Angan Sederhana
Naruto belongs to Masashi Kishimoto-sensei
This Story is mine
Rate T
U. Naruto with H. Hinata
Romance picisian
One shot
Gadis berambut indigo panjang itu menghela nafasnya berat. Tangan kanannya berpangku di dagu lancip, sedang matanya melihat segerombolan pasangan muda-mudi yang keluar dari gedung sekolah.
Iri. Itu lah yang sedang ada dibenaknya sekarang. Habis, mau bagaimana lagi dia tidak bisa melakukan seperti anak-anak yang baru keluar dari gedung sekolah itu―bergandengan bersama kekasih.
Lagi-lagi dia menghela nafasnya berat. Entah sudah yang keberapa kali hari ini dia melakukan seperti itu.
"Hei!" seseorang gadis berambut bubble gum menepuk bahunya pelan mengagetkan angan-angan di siang bolongnya.
"Y-ya?" gagapnya kaget.
"Kau bengong, Hinata?" Tanya temannya yang tadi iseng menepuk bahu gadis indigo―Hinata―itu.
"Ti-tidak kok…," wajahnya menunduk malu. Poni-poninya menutupi sebagian mata beriris lavender tersebut. "Ada… apa, Sakura-chan?"
"Piketku sudah selesai. Maaf aku ingin pulang bersama Sasuke-kun." Gadis berambut bubble gum itu menggaruk pipi pualamnya yang sudah bergaris kemerah mudaan seperti rambutnya. "Apa aku sebaiknya menemanimu saja dulu, ya?"

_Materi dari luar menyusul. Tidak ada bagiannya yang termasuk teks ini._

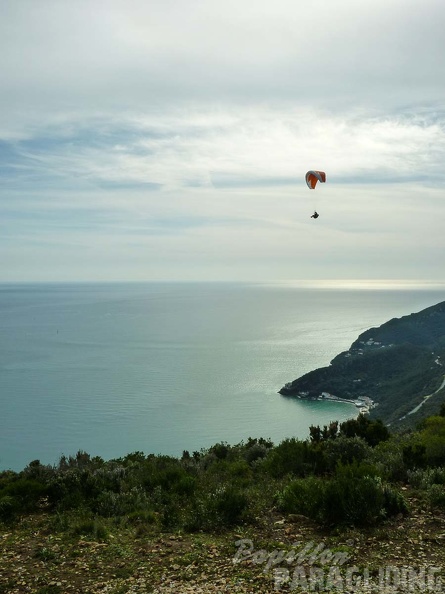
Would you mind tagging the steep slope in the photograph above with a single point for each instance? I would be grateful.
(397, 365)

"Ti-tidak usah, Sakura-chan…," gadis itu menggeleng-geleng cepat. Dia tidak ingin merepotkan sahabat baiknya itu. "Kau… pulang saja. Aku menunggu Neji-nii tidak akan lama kok…" dia berusaha tersenyum.
"Hh…," Sakura menghela nafas pendek. "Baiklah, Hinata. Tapi, benar tidak perlu kutemani? Sudah agak sepi, lho."
"Be-benar… Sakura-chan…" Ucapnya menyakinkan Sakura dan dirinya sendiri.
"Sakura!" suara bariton agak seksi terdengar dari tengah pintu kelas mereka.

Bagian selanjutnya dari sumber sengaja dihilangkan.